Si queremos indagar en una entidad si se siguen procedimientos que aseguren la calidad, nos mostrarán una serie de documentos sobre lo que se hace al respecto. Pero esos documentos son letra y “la letra mata, el Espíritu vivifica”. ¿Cuál es el espíritu de una buena práctica? Más importante que el documento, es el elemento organizacional que le da sustento. ¿Hay reuniones para darle seguimiento al tema de la calidad? ¿Quiénes participan? ¿Cuán vivas son estas sesiones o son puro trámite? Y más importante que ambos, es el liderazgo que las anima. ¿Si no hay reunión, quién suena una alarma? ¿Si las reuniones pierden dinamismo, quién soca las tuercas?

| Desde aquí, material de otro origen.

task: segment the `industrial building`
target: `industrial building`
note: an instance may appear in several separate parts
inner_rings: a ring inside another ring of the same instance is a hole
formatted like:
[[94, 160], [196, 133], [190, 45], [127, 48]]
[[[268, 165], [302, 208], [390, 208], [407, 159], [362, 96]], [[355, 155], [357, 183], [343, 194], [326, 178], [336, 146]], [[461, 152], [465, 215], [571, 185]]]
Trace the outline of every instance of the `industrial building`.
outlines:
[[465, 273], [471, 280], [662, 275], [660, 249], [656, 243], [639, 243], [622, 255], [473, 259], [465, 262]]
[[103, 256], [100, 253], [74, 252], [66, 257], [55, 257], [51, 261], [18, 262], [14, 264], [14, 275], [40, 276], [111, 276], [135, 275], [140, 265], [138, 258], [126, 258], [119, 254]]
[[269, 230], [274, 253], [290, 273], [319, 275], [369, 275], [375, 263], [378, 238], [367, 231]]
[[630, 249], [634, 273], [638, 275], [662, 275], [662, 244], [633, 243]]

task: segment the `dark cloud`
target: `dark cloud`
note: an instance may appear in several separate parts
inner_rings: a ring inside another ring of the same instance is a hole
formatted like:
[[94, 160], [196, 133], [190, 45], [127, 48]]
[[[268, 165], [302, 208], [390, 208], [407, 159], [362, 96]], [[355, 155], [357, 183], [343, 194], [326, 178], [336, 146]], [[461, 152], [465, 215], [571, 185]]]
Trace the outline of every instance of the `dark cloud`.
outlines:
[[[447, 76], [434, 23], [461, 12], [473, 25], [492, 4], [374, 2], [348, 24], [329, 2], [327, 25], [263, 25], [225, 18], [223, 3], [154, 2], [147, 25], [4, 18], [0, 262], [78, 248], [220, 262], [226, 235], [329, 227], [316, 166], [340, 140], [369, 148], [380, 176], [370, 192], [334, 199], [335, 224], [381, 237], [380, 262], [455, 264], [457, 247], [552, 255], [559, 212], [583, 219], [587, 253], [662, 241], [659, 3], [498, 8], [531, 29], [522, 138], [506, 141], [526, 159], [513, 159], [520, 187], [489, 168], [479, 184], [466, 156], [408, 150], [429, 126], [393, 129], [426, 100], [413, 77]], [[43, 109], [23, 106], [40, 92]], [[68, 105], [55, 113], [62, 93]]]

Para que el operario descarte un producto por un fallo de calidad, se necesita que exista una práctica de calidad. Esa práctica no ocurre sola. Se necesita de un objetivo y de órganos encargados de ejecutar, de controlar –de hacer que ocurra lo deseable– y de la sostenibilidad de la práctica.
Muchas buenas prácticas duran lo que dura una flor, porque no hay energía dirigida a hacerlas sostenibles.
Letra muerta. Nosotros, occidentales, creemos mucho en el decreto. Pensamos que si está escrito, seguirá ocurriendo. Pero eso es falso. Las creaciones humanas –como una buena práctica– no son como las creaciones biológicas. Un frijol que arranca su transformación en una matita, no se detiene hasta producir frijoles. Una política, una ley, un decreto, no tienen vida propia. Por eso, quienes tienen interés en ellos, tienen que ocuparse permanentemente de insuflarles vida.
Recuerdo a Ortega: “El hombre hace la técnica, pero al hombre le hace el entusiasmo. Si el brazo mueve a su extremo el utensilio, no se olvide que, puesto a su otro extremo, mueve al brazo un corazón”.
La gran idea es un chispazo. El plan es su formalización. Ideas que no fueron. Planes que no se ejecutaron. Todavía no hemos aprendido a pastorearlos con el cariño con el que el pastor apacienta su rebaño. Nos deslumbra la inteligencia y dejamos en la penumbra la voluntad.